Most of our expenditure (91%) goes on article processing charges (APCs), as perhaps one might expect, but the block grants are also used to support the staff of the Open Access Team (3%), helpdesk and repository systems (2%), page and colour charges (2%), and publisher memberships (1%) (where this results in a reduced APC). The majority of APCs we’ve paid go towards hybrid journals, which represent approximately 80% of total APC spend.

So let’s take a look at which publishers have received the most funds. We’ve tried to match as much of our raw financial information we have to specific papers, although some of our data is either incomplete or we can’t easily link a payment back to a specific article, particularly if we look back to 2013-2015 when our processes were still developing. Nonetheless, the average APC paid over the last 5 years was £2,291 (inc. 20% VAT), but as can be seen from Table 1, average APCs have been rising year on year at a rate of 7% p.a., significantly higher than inflation. Price increases at this rate are not sustainable in the long term – by 2022 we could be paying on average £3000 per article.

Table 1. Average APC by publication year of article (where known).

Year of publication Average APC paid (£)
2013  £1,794
2014  £1,935
2015  £2,044
2017  £2,187
2018  £2,336

Elsevier has been by far the largest recipient of block grant funds, receiving 29.4% of all APC expenditure from the RCUK and COAF awards (over £2.5 million), though only accounting for 25.5% of articles. In the same time SpringerNature also received in excess of £1 million (which as we’ll see below has mostly been spent on two titles). With such a substantial set of data we can now begin to explore the relative value that each publisher offers. Take for example Taylor & Francis (£107,778 for 120 articles) compared to Wolters Kluwer (£119,551 for 35 articles). Both publishers operate mostly hybrid OA journals and yet the relative value is significantly different. What is so fundamentally different between publishers that such extreme examples as this should exist?

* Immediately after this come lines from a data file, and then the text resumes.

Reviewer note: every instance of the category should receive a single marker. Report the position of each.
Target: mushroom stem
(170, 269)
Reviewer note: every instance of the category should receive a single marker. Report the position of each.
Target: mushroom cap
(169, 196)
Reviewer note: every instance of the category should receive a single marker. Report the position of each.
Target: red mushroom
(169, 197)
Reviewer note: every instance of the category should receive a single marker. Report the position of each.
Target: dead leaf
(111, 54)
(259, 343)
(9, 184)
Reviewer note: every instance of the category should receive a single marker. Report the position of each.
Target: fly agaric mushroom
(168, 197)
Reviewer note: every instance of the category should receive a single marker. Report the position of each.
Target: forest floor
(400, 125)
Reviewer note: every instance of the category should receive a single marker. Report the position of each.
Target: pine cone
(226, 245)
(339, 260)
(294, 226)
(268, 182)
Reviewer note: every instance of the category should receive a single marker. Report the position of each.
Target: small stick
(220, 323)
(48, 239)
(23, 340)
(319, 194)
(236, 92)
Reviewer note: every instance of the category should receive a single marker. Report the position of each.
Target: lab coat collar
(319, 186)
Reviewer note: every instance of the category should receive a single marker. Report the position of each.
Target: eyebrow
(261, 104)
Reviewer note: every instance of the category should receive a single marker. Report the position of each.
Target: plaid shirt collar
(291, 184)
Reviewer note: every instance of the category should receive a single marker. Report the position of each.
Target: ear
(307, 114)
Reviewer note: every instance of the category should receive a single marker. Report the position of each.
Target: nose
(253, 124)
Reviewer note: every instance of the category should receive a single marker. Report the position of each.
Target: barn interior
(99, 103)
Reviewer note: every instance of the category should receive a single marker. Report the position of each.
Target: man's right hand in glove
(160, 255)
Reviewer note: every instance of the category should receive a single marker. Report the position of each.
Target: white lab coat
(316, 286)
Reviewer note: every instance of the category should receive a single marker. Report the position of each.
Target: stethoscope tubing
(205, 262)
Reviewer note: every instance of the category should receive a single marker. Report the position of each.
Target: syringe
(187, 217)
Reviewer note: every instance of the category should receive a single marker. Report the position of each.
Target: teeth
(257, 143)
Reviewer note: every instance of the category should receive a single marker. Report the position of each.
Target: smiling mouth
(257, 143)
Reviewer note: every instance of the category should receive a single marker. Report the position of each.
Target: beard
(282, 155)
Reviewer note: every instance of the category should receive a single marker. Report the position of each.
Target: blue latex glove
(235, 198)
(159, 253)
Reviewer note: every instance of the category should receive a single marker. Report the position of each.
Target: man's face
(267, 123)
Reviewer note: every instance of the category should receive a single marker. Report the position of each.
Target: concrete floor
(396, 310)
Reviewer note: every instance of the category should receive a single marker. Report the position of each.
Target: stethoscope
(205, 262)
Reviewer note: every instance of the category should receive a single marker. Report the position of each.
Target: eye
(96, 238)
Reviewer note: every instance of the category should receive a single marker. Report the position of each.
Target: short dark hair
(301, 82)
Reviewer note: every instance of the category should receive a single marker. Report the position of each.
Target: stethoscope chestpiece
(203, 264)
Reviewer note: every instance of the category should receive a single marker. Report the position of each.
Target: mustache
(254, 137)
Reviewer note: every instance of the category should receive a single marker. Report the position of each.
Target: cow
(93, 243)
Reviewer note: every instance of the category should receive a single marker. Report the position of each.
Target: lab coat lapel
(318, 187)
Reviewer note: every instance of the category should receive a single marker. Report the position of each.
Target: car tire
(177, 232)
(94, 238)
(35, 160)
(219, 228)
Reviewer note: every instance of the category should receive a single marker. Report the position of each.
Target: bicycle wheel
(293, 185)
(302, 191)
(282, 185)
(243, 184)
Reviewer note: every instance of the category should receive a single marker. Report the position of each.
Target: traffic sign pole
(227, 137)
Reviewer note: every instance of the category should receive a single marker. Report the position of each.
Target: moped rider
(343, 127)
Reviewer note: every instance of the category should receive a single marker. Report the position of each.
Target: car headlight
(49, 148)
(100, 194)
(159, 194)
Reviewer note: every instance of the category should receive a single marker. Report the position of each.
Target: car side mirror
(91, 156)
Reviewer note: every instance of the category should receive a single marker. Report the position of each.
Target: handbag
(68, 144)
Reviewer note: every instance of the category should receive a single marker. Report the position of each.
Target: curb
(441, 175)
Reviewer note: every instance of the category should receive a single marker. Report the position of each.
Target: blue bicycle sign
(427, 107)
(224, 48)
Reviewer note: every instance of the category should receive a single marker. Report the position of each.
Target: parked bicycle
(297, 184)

Table 2. Top 20 publishers by combined total RCUK/COAF APC spend 2013-2018.

Value of APCs paid Number of APCs paid Avg. APC paid
Publisher £ % N % £
Elsevier £2,559,736 29.4% 971 25.5% £2,636
SpringerNature £1,050,774 12.1% 402 10.6% £2,614
Wiley £808,847 9.3% 279 7.3% £2,899
American Chemical Society £411,027 4.7% 251 6.6% £1,638
Oxford University Press £379,647 4.4% 169 4.4% £2,246
PLOS £267,940 3.1% 168 4.4% £1,595
BioMed Central £245,006 2.8% 153 4.0% £1,601
Institute of Physics £189,434 2.2% 98 2.6% £1,933
Royal Society of Chemistry £156,018 1.8% 106 2.8% £1,472
BMJ Publishing £144,001 1.7% 68 1.8% £2,118
Company of Biologists £140,609 1.6% 50 1.3% £2,812
Wolters Kluwer £119,551 1.4% 35 0.9% £3,416
Taylor & Francis £107,778 1.2% 120 3.2% £898
Frontiers £103,011 1.2% 61 1.6% £1,689
Cambridge University Press £77,139 0.9% 38 1.0% £2,030
Royal Society £73,890 0.8% 52 1.4% £1,421
Society for Neuroscience £69,943 0.8% 26 0.7% £2,690
American Society for Microbiology £63,056 0.7% 36 0.9% £1,752
American Heart Association £53,696 0.6% 14 0.4% £3,835
Optical Society of America £39,463 0.5% 17 0.4% £2,321
All other articles £1,654,228 19.0% 690 18.1% £2,397
Grand Total £8,714,794 100.0% 3,804 100.0% £2,291

Next, journal level metrics. The most popular journal that we pay APCs for is Nature Communications, followed closely by Scientific Reports. Both of these are SpringerNature titles, and indeed these two titles make up the bulk of our total APC spend with SpringerNature. Yet these two journals represent significantly different approaches to Open Access. Nature Communications, along with Cell and Cell Reports, are some of the most expensive routes to making research publications Open Access, whereas Scientific Reports and PLOS One sit at the lower end of the spectrum. It is interesting that we haven’t seen a particularly popular Open Access journal fill the niche between Nature Communications and Scientific Reports.

Figure 2. APC number and total spend by journal. In the last five years, nearly £450,000 has been spent on articles published in Nature Communications.


Managing the future

While the OA block grants have kept pace with overall expenditure so far, continuing monthly expenditure of £160,000 would risk overspending on the RCUK grant for 2018/19. To counter this possible outcome the University has agreed a set of funding guidelines to manage the RCUK (from now on known as Research Councils) and COAF awards. For Research Councils’ funded papers the new guidelines place an emphasis on fully Open Access journals and hybrid journals where the publisher is taking a sustainable approach to managing the transition to Open Access. We’ve spent a lot of money over the last five years, yet it’s not clear that the influx of cash from RCUK and COAF has had any meaningful impact on the overall publishing landscape. Many publishers continue to reap huge windfalls via hybrid APCs, yet they are not serious about their commitment to Open Access.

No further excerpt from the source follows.